Nie da się jednak w kontekście hasła przewodniego zaproponowanego przez MEN uciec od refleksji – czy aby słowo "pasja" pasuje i łączy się komukolwiek ze słowem "szkoła"? Gdyby zapytać o to naszych uczniów, pewnie skwitowaliby to wzruszeniem ramion.
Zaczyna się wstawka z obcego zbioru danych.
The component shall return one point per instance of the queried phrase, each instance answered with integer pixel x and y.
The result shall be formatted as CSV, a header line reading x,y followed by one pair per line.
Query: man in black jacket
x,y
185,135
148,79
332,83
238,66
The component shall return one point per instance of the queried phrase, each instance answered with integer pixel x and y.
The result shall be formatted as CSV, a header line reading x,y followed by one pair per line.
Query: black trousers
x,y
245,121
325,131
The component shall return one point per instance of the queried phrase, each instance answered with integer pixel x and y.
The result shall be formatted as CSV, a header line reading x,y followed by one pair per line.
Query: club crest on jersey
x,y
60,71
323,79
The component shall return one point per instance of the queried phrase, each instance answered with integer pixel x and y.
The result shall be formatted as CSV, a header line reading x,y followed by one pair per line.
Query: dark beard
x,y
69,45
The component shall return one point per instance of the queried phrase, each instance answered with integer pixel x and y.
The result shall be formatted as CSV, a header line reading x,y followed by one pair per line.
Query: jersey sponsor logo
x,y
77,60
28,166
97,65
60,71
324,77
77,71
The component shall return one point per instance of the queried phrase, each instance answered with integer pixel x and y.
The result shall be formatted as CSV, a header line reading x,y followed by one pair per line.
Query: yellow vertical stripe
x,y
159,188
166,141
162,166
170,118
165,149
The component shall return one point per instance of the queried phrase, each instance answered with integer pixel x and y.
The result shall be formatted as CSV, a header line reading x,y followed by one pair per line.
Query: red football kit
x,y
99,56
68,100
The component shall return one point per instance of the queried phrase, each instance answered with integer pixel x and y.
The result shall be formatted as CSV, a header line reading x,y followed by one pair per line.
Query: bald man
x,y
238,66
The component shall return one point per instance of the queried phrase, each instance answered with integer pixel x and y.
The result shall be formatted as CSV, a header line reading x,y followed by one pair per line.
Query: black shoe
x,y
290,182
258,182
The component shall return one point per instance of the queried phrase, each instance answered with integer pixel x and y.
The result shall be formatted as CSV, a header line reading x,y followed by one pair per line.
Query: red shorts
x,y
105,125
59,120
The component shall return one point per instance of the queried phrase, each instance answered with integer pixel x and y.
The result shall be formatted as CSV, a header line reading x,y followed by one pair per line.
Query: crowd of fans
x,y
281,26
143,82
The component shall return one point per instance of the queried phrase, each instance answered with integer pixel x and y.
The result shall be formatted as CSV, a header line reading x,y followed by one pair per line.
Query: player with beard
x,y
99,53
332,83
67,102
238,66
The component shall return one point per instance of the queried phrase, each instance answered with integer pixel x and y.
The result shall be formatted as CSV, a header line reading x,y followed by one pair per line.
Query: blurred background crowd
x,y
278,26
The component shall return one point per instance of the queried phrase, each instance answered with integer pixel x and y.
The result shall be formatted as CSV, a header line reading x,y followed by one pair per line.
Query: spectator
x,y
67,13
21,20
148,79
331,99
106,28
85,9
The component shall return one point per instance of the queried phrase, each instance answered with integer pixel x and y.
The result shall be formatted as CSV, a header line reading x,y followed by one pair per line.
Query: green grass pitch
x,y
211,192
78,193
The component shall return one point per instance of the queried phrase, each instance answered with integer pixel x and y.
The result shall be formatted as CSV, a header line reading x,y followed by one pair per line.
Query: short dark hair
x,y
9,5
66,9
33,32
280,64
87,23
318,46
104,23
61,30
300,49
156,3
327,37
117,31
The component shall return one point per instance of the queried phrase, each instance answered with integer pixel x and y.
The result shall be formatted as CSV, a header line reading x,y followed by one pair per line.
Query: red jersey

Piłka nożna, muzyka, sporty ekstremalne, gry komputerowe, wyjazdy z przyjaciółmi – to zapewne bliższe słowu "pasja" skojarzenia…Ta przecież potrzebuje wolności wyboru i poszukiwań, swobodnej ekspresji, uczenia się na błędach, radości i satysfakcji z podejmowanych działań i nade wszystko nie lubi być oceniana w skali od 1-6 i liczona na testach…
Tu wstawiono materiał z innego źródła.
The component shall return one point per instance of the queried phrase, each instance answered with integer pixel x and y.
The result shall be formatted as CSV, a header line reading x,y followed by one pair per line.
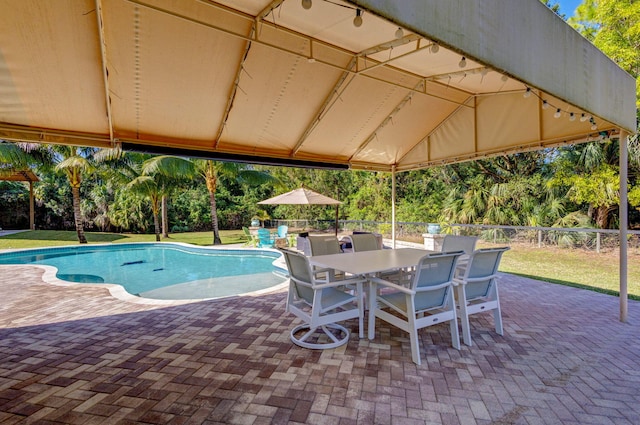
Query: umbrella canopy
x,y
303,196
300,196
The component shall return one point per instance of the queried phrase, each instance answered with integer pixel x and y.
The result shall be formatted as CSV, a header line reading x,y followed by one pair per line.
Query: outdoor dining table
x,y
367,263
370,262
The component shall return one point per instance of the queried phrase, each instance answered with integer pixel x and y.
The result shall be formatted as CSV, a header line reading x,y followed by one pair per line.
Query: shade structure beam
x,y
255,38
624,225
234,90
389,119
105,69
332,97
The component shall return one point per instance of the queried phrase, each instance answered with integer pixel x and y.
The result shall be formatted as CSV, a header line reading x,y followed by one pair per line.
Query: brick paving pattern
x,y
77,355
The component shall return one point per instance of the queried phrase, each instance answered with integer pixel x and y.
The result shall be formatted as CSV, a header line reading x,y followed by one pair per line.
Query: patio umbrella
x,y
303,196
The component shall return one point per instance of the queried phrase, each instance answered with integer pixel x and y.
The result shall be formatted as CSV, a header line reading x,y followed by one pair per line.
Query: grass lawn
x,y
582,269
577,268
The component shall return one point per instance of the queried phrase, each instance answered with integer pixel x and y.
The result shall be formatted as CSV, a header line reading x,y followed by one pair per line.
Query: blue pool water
x,y
162,271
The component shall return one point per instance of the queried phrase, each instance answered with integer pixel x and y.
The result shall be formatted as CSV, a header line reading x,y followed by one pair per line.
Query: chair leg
x,y
413,331
453,325
372,310
497,313
360,296
497,318
464,315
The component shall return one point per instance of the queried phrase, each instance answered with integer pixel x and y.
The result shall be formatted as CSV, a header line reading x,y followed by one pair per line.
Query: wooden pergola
x,y
23,176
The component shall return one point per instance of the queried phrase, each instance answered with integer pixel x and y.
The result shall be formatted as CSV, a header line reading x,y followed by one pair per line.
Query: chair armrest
x,y
388,284
339,283
462,281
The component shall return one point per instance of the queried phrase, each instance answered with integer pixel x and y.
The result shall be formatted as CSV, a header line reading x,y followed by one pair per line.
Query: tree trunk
x,y
165,218
75,190
214,219
156,224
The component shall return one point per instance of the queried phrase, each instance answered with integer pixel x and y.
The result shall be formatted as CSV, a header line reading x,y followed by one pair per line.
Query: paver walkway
x,y
76,355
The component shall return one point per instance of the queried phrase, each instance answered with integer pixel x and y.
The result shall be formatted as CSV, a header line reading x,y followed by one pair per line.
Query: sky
x,y
567,7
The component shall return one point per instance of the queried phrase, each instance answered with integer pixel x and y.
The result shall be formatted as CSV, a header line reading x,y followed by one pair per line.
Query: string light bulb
x,y
357,21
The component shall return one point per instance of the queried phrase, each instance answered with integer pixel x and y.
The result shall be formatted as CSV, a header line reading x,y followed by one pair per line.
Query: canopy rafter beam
x,y
387,120
233,91
105,69
329,101
295,53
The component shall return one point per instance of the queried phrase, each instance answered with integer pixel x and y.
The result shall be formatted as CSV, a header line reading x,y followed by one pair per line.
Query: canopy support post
x,y
393,206
624,223
32,219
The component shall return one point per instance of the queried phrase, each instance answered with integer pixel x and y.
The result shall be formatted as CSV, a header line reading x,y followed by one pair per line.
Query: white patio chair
x,y
427,301
364,242
477,289
320,304
325,245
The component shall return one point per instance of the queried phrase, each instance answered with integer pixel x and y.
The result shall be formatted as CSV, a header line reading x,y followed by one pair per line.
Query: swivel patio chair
x,y
428,300
321,304
477,289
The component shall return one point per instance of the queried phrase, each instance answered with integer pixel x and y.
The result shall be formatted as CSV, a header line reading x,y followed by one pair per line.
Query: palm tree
x,y
210,171
74,162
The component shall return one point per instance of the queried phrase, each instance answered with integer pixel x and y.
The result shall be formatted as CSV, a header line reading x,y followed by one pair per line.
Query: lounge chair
x,y
265,239
252,240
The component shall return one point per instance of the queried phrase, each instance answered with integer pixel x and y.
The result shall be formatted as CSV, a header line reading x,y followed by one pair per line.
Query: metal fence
x,y
577,238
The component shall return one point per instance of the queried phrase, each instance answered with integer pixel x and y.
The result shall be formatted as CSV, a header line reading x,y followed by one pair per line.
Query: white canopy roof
x,y
264,81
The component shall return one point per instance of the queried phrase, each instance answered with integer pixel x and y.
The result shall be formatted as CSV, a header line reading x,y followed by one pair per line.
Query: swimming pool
x,y
160,270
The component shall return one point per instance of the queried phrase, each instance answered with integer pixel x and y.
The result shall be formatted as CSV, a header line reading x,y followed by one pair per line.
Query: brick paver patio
x,y
76,355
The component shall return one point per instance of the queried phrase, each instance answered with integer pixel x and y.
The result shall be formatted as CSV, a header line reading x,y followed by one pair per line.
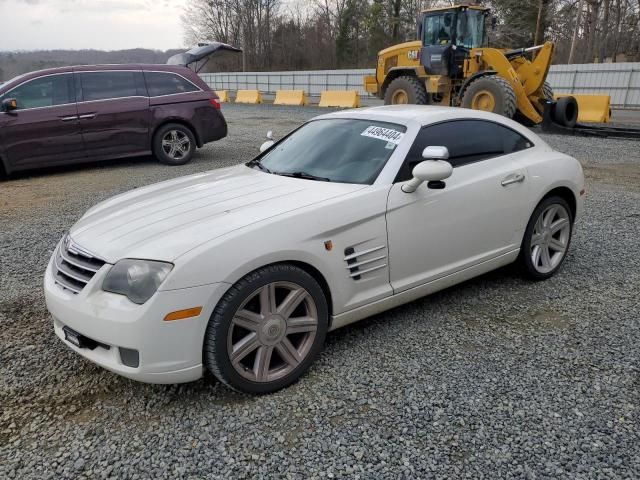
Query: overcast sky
x,y
100,24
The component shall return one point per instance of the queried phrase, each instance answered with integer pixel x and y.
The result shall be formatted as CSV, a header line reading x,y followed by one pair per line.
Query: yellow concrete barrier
x,y
592,108
339,98
223,95
248,96
290,97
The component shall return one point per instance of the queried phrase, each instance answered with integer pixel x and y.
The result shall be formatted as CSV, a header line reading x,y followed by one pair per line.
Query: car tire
x,y
491,93
546,238
267,330
406,89
174,144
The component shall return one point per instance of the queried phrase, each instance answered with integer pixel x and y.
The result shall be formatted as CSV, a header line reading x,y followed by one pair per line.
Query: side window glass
x,y
468,141
512,141
47,91
108,85
165,83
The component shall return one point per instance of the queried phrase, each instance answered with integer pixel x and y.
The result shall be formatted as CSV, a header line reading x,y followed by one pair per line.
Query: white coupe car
x,y
243,270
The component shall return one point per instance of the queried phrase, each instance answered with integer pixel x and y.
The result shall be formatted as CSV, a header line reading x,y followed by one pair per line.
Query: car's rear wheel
x,y
491,93
547,238
174,144
267,329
W systemie, w jakim tkwi polska szkoła, faktycznie trudno komukolwiek podchodzić z pasją do wyznaczonych zadań i obowiązków. Niemniej warto próbować wyjść poza szkołę, nawiązać współpracę z trzecim sektorem, przedsiębiorcami, mediami czy samorządem, aby nie czynić szkoły twierdzą, do której świat zewnętrzny nie ma dostępu.